Three Cats at Dusk is a working compass to Erlebacher's difficulties as a narrative painter. Three air-brushed women—pussies, oh my!—languish on a rock set against the wastes of an unspecified landscape that looks borrowed from Odd Nerdrum's last show. Skies that never were are done in a ruddy labial rose. One female arches her upper torso heavenward in a gesture that suggests impalement on a dildo. A second is forced into an unnatural crouch to serve compositional needs. Another is laid flat for the same reason. Then there's the obligatory spread of classical drapery. Rose-red, It flows to the ground from under the haunches of the sweetheart transfixed on … whatever. At an asking price of $35,000, it is clearly intended as the exhibition's show-stopper. So it is.

Add to this The Tarantula Nebula. On offer is a naked—no drape this time—man and woman assuming the missionary position on center stage somewhere at the edge of the planet.

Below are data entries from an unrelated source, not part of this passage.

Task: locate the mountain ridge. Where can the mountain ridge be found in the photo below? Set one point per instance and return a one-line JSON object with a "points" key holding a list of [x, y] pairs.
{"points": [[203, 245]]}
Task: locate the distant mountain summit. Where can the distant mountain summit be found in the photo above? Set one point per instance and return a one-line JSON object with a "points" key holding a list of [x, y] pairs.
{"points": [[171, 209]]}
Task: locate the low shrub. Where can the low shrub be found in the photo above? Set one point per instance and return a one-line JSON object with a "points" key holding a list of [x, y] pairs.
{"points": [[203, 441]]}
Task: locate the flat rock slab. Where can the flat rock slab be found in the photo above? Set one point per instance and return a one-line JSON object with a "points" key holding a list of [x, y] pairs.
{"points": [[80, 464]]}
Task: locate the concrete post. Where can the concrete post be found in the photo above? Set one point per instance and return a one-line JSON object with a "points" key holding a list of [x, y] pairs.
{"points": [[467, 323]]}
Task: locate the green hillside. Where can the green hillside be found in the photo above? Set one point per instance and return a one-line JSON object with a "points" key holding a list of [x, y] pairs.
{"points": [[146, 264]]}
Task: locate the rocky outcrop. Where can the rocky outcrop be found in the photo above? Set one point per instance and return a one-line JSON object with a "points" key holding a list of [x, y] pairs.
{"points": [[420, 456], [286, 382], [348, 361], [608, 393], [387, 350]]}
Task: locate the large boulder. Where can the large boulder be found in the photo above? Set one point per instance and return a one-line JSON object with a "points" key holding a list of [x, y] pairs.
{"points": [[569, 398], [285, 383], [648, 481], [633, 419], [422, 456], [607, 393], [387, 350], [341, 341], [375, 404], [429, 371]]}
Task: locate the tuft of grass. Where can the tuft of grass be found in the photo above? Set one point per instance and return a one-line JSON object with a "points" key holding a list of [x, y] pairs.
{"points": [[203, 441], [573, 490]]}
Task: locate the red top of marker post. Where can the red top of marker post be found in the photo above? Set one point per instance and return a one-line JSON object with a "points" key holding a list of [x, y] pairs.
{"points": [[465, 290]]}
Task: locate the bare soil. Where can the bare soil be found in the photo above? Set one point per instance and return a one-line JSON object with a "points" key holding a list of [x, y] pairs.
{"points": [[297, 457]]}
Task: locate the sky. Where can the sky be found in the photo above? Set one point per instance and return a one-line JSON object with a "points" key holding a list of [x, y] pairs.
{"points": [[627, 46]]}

Real action is overhead in the Milky Way. Shooting nebulae explode in marvelous colored dots all over the canvas. This is no ordinary f**k, folks; this is galactic fusion. By now, the equation of fireworks and sex is as haggard as a cinematic train roaring into a tunnel. But these are compositions for an audience without memory. And without a grasp of art that goes deeper than market price. What else could explain all these implausible, listless women languishing in the buff near one shore or another, resembling something beached, washed in with the tide, less lively than driftwood?

The entire shining ensemble of multi-figure compositions evokes the tact and polish of that other tasteful old venue, Playboy. And why not? An approximate formula—part exoticism, part kitsch—worked for Vedder. It still works, albeit with an Viking slant and more tactile surface, for Nerdrum. No reason a woman should not have a go at the old game.

More worrying is Erlebacher's Adam and Eve (The Return). Once past the fine foreground figure of Adam, bent to the ground in remorse, the painting sinks into the dangers of literalism. A wide-eyed Eve lies supine across a rock slab (the same one supporting Three Cats on the next wall). Here comes another blasted landscape, this one on loan from Vedder's The Questioner of the Sphinx. Under a pitiless sky, an incongruous trail of long white drapery covers Eve's crotch, providing a spot of relief from the punitive gloom. A fading glow, visible within a crevice in the ground, suggests Eden as some sort of Middle Earth from which Adam and Eve have been propelled upward and out.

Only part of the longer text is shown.